First of all, you may notice that Iceland’s climate is friendlier than you would expected for its latitude. Thanks to some warm ocean currents around the island, temperatures in winter, from mid-October to mid-April, are milder than in Central and Northern Europe.
When choosing the right pieces of clothing, the first thing you should do is check the average weather conditions for the time of year that you’re planning to visit Iceland. Of course, no one can tell you weeks or months ahead of time exactly what the weather is going to be like, but each season has some characteristic attributions that you can prepare for.
Thanks to its describing name, most people think of Iceland as one of the coldest countries in the world but in fact, winters are much warmer than most visitors expect. Temperatures go usually between -5°C to +5°C (23 to 41 °F) in winter and 7 to 18°C (44-65 °F) in summer (June-August). The average wind speed on a normal day is 5 to 20 m/s (8 to 72km/h). Precipitation peaks in winter but the most determinant weather factor is variability.

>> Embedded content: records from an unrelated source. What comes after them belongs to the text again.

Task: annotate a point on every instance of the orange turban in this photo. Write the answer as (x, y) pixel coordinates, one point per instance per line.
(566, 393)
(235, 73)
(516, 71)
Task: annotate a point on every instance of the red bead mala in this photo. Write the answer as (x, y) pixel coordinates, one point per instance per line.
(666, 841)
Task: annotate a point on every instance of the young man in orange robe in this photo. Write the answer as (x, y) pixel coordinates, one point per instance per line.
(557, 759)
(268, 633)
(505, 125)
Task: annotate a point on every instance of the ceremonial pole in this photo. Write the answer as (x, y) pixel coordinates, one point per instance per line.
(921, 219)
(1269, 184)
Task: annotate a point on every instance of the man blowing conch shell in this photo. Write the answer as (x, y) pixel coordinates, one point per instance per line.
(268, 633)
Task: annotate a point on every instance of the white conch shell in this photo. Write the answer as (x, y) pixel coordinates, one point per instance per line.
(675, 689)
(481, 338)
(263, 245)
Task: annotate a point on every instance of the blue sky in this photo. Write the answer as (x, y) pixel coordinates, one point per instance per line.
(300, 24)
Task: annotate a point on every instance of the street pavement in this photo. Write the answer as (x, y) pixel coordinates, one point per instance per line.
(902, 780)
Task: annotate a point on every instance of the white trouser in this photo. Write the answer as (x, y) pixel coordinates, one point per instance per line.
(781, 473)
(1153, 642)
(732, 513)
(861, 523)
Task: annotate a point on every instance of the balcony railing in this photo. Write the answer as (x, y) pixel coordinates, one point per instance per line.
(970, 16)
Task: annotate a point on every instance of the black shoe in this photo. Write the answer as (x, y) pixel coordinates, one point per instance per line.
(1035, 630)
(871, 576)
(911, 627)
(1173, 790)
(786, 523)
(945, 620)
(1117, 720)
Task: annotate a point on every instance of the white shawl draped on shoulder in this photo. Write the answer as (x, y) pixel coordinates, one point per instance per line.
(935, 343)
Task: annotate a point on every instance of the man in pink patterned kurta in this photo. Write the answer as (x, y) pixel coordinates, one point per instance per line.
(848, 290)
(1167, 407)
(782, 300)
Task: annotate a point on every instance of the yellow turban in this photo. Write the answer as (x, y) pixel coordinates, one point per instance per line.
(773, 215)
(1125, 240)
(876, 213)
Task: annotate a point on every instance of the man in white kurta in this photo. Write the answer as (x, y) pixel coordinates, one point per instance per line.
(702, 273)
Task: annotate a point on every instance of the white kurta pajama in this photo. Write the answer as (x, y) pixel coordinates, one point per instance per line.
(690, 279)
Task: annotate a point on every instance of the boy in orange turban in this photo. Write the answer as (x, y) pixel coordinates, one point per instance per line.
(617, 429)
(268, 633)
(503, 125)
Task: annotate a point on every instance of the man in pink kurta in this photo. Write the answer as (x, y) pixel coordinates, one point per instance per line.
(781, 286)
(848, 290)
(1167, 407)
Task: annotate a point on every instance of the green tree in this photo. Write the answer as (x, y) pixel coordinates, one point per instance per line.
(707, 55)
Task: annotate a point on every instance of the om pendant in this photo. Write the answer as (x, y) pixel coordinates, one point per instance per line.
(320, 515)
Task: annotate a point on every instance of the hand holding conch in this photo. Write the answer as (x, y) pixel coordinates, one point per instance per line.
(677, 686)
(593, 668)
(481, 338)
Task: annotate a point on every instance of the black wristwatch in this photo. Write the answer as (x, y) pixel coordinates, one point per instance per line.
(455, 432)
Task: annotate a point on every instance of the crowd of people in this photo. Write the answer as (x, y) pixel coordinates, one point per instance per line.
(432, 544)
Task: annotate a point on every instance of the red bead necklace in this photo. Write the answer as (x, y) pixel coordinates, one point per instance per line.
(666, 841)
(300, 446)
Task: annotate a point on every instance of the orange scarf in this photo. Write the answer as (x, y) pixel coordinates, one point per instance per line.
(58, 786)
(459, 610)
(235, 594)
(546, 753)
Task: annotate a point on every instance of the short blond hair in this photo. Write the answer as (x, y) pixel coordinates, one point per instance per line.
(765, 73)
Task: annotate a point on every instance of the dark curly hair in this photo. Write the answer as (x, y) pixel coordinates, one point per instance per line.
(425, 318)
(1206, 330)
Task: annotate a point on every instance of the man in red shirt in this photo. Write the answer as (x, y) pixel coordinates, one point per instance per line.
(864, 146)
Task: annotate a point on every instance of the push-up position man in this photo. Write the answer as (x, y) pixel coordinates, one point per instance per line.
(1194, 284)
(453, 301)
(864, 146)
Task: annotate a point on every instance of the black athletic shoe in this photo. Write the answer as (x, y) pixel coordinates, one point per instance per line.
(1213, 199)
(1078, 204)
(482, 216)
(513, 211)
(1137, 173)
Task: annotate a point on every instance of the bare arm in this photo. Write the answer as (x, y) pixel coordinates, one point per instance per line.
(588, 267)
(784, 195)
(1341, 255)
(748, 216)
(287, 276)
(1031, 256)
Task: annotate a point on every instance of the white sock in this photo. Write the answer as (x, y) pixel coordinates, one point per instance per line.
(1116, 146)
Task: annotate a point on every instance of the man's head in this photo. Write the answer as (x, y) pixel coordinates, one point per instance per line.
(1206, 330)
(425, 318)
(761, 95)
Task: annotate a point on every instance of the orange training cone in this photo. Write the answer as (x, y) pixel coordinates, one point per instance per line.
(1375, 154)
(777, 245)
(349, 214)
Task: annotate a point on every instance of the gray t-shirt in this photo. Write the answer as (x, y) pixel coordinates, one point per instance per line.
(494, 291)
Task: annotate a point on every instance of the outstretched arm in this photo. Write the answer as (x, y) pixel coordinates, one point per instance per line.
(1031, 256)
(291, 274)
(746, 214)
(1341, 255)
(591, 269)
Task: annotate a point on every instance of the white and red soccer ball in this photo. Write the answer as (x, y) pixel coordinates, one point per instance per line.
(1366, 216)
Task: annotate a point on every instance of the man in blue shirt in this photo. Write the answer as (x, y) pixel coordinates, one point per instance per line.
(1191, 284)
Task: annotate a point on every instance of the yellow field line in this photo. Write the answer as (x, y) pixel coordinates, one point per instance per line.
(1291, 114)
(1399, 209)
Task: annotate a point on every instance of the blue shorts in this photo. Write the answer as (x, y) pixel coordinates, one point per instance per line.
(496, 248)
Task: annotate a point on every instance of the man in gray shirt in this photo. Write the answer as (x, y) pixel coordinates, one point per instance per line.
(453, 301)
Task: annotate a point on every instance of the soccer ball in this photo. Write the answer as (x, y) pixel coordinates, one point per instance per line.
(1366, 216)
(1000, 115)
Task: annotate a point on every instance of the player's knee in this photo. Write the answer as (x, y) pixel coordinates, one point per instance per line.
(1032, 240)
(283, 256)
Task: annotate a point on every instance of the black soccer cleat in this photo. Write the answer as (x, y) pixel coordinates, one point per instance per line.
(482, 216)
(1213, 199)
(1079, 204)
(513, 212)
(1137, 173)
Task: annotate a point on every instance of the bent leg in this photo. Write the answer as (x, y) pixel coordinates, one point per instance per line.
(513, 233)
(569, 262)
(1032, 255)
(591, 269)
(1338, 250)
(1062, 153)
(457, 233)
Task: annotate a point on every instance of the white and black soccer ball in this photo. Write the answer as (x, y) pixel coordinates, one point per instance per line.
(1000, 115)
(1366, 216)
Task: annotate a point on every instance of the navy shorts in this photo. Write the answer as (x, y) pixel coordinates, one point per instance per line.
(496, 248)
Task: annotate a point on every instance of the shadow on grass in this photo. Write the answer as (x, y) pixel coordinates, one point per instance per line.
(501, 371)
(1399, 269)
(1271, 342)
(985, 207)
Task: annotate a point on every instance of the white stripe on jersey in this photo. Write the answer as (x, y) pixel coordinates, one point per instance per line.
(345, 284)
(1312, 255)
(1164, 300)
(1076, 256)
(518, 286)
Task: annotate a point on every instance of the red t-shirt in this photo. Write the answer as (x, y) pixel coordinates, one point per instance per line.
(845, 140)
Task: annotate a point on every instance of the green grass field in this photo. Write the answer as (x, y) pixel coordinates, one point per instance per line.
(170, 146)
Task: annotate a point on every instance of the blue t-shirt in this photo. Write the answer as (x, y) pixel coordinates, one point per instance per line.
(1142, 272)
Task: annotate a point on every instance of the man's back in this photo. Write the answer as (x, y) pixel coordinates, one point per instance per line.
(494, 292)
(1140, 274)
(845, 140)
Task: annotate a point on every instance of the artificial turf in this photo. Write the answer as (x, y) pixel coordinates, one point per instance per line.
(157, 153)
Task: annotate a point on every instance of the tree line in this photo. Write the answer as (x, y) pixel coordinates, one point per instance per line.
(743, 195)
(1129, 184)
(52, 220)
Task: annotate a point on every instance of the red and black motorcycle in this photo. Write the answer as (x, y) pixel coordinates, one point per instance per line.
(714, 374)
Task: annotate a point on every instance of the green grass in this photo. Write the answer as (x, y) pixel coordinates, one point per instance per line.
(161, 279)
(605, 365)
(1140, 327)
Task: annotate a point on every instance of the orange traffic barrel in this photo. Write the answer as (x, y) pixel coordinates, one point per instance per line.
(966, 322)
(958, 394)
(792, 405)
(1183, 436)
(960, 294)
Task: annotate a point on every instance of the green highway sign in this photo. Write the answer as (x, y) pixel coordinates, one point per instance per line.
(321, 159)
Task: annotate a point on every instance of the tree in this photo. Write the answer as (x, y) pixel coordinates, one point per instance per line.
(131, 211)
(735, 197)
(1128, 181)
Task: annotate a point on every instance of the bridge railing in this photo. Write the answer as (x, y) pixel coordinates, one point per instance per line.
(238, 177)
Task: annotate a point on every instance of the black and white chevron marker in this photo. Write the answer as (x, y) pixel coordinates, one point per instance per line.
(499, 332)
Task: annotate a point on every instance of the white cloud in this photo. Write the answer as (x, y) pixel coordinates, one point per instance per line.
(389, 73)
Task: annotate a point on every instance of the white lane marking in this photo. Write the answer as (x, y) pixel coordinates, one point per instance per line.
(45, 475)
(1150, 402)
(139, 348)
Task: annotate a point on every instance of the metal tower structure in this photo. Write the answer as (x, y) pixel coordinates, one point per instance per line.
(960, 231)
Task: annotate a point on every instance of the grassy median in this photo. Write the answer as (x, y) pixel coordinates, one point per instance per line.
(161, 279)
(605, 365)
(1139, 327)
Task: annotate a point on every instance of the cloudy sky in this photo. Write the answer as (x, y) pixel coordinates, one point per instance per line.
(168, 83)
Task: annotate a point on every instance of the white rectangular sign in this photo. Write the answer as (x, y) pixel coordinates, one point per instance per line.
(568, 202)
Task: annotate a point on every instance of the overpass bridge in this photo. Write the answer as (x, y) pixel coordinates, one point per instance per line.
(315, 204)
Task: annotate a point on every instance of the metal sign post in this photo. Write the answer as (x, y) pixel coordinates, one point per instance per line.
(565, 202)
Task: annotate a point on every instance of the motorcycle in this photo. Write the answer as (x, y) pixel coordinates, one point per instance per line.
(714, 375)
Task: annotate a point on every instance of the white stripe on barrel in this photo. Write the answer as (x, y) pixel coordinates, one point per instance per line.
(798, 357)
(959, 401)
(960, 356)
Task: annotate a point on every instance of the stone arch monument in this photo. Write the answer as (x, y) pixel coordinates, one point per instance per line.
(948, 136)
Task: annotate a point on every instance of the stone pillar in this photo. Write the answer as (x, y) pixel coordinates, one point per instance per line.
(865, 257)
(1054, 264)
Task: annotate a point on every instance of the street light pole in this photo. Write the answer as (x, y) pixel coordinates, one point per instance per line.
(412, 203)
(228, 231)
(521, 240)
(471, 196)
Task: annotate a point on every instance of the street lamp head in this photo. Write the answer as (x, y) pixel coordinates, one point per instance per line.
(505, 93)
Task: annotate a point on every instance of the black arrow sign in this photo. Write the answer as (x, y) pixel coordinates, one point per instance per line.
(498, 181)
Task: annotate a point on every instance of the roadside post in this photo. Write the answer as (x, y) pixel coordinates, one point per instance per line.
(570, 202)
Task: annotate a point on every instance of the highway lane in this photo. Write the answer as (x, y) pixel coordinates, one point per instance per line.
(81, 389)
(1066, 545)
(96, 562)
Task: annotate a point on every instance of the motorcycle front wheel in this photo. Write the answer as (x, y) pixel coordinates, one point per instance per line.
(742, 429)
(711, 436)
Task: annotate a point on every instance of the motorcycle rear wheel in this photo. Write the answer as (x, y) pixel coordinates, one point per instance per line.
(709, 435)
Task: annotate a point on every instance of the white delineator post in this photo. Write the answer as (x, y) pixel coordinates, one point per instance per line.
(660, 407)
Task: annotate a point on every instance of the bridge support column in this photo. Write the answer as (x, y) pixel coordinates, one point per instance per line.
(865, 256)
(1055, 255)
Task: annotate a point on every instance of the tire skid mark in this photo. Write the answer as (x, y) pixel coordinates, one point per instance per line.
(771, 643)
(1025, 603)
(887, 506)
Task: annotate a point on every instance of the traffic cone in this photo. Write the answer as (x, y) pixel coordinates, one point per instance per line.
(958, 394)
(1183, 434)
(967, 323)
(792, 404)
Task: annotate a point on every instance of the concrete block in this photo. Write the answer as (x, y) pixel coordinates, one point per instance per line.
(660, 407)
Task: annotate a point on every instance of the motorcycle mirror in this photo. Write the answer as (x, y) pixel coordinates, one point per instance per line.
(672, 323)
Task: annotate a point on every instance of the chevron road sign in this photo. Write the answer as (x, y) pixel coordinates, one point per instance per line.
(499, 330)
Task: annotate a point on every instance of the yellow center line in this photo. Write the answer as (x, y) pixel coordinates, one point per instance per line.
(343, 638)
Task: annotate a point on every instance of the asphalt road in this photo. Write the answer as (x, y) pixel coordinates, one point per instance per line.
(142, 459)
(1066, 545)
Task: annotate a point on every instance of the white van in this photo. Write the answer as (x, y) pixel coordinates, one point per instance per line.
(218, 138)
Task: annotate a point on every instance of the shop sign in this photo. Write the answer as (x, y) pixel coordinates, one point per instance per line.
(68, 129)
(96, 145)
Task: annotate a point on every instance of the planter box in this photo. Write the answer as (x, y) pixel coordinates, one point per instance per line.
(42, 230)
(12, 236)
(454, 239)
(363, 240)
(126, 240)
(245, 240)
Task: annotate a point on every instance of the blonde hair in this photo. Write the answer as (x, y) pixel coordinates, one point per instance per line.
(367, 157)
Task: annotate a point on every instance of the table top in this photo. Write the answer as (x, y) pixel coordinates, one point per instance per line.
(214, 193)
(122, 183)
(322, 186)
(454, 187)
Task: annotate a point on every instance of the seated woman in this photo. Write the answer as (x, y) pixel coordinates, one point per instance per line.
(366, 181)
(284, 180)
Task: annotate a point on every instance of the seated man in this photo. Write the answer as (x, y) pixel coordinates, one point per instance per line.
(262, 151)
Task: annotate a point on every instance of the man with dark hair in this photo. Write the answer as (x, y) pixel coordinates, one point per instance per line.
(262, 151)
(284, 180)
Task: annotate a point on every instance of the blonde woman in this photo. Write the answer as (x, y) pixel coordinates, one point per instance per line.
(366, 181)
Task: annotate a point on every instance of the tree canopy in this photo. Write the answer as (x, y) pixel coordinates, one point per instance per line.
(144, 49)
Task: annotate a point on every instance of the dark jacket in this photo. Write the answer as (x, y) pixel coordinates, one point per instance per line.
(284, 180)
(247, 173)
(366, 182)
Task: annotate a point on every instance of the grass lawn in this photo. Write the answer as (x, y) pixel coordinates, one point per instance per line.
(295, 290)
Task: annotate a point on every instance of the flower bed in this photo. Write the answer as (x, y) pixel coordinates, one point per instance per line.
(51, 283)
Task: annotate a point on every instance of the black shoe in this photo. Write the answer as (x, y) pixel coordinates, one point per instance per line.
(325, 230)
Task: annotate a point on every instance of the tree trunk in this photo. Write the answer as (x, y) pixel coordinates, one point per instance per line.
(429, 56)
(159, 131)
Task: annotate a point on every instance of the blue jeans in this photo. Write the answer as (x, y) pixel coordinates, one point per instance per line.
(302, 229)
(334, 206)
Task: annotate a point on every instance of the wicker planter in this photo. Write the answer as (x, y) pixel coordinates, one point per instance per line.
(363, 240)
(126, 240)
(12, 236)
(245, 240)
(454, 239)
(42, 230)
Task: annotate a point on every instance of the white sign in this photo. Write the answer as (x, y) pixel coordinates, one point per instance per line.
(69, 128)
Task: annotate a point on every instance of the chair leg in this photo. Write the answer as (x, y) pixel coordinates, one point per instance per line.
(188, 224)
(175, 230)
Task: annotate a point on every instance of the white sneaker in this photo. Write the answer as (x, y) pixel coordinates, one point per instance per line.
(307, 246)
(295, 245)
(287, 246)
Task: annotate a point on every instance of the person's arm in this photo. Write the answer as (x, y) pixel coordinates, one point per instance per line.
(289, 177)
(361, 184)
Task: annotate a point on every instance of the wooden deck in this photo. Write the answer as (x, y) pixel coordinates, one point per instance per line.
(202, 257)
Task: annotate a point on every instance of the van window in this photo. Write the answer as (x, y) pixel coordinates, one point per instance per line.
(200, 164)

Even in summer, you can expect blowing wind, blue skies with burning sun, short but intense showers or snow on the very same day. So the key to appropriate clothing is not to dress warm, but to dress smart.
Weather conditions on the top of a glacier don’t differ too much from the rest of the areas - at least on the outlet glaciers where the hiking tours are operated.
Dress in layers! Regardless of the season you visit Iceland, you should always dress in three (or more) layers of clothing. Each has its own particular function that shouldn’t be ignored.
The layer next to your skin is the base layer. Your underwear set should include a long-sleeved shirt and long johns, made from excellent quality, fast drying, breathable fabric. The main function of this layer is to move away moisture from your skin, keeping you dry in order to insulate well.
Mistake to avoid: do not wear cotton
Cotton absorbs moisture and doesn’t dry fast enough. It stays wet and cools your body. Be sure to choose fine wool or synthetic fabric that was specifically designed to be worn as a base layer for outdoor activities.
The main function is of the middle layer is insulation. This layer should reflect your own body heat effectively in order to keep you warm and comfortable. The required thickness depends on the season. You might need a proper duck down jacket in winter, but a long-sleeved fleece sweater can be enough in summer. For bottom options, wear insulated hiking pants in winter and simple soft shell pants in summer.
Mistake to avoid: do not wear overly heavy clothing
Wearing heavy, rough pieces will make you sweat and feel uncomfortable. The perfect middle layer is lightweight and breathable. Fleece, fine wool and duck down are the best materials for this purpose.
The outer layer protects you from wind and rain. Keep this in mind - your insulating layer is worthless if it gets wet and fleece or down fabric cannot shield you against the wind either. Your shell coat and trousers should provide water and wind protection. Glacier tours don’t stop operating in rain, since it is very common in Iceland. So you should be always prepared for it.
Mistake to avoid: do not wear a plastic raincoat
Make sure you choose breathable fabric. A plastic raincoat may protect you from the rain but it retains inner body moisture as well, resulting in the first two layers becoming moist.
Crampons are provided by the tour operator but steady, broken-in, waterproof hiking boots are necessary to have with you. If you don’t have it, don’t worry. In many cases, rental of hiking boots is offered during the booking process. This is an option here at Glacier Guides.
In winter you will need a cap or ski balaclava and a buff, neck gaiter or a scarf. Again, choose a warm but lightweight fleece or wool piece that insulates well while keeping you dry.
Gloves are extremely important. You will carry an ice axe during the glacier hiking tour therefore, gloves are absolutely essential even in summer.
Walking on the bright, white ice field, you will probably need sunglasses, especially in summer. Sunshine can be especially sharp at this altitude.
It is a good idea to have a small, light daypack with you, packed with some high energy snacks and water and to have some space to put your outer layer in warm, mild weather and of course a camera!